TNT Jackson (1974)‘You want it black, you got it black!’

When TNT Jackson’s no good brother disappears in Hong Kong, she’s on the first plane out. It turns out he became involved with the local drug barons and ended up on the wrong end of a kung fu punch. This is bad news for the mobsters as TNT is a one mama massacre squad…

Jeanne Bell was one of the first African-American centrefolds in Playboy and enjoyed a brief movie career afterwards, even appearing in Scorsese’s ‘Mean Streets’ (1973). This film was her only leading role and it’s not surprising. She wasn’t terrible in front of the camera by any means but she lacked the personality and presence of contemporaries Tamara Dobson (‘Cleopatra Jones’) and Pam Grier (Foxy Brown). Of course, it didn’t help that her starring vehicle was a no budget slice of ham-fisted exploitation, mostly shot in the Philippines.

The original script was penned by actor Dick Miller (‘A Bucket of Blood’ (1959)), who is familiar now from many cameos in big budget horror and science fiction pictures.
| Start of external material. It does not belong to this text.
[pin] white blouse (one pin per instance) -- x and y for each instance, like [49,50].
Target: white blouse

He had a long association with producer-director Roger Corman, who provided some of the financial backing for this, but completely rewrote Miller’s script. Filming was handled by veteran director Cirio H Santiago (‘Stryker’ (1983), and ‘Caged Heat II: Stripped of Freedom’ (1984) among many others). Santiago’s work has recently been championed by Quentin Tarantino as classic examples of ‘Grindhouse’ cinema.

TNT Jackson (1974)

‘Watch it! That one almost hit me!’

So, is this an enjoyable example of mid-70s ‘Blaxpoliation’? Not really. It’s the sort of film where TNT asks one person for directions and then gets jumped a few moments later by half a dozen Kung Fu goons. For no apparent reason. Indeed, most of the dialogue scenes are chopped short so we can get on to the next action scene. As a result the storyline is incoherent, but the basic plot so simplistic that it’s not hard to follow.

But there are some compensations. TNT has a great attitude; she’s permanently pissed off at everyone. That means we get some great dialogue, which Bell handles pretty well. “TNT working for the pigs?” she snarls at one point. Unfortunately, a film like this stands or falls on the combat sequences and, being charitable, these are pretty poor. Awful, in fact. Bell is plainly not a martial artist and her climactic face-off with co-star Stan Shaw (who was) is shot mostly from overhead in an effort to disguise the introduction of stunt doubles. The problem is that the doubles don’t have any great moves either! In fact, it’s all so underwhelming that at one point we cut to another fight between two of the lesser characters.

This is exploitation cinema at its most basic. I wasn’t exactly expecting a complex narrative, but this story is as simplistic as it gets. The film was obviously shot quickly and on the cheap and it has a relentless atmosphere of casual sleaze. All the characters know Kung Fu but don’t seem to know it all that well.

TNT did not return for further adventures.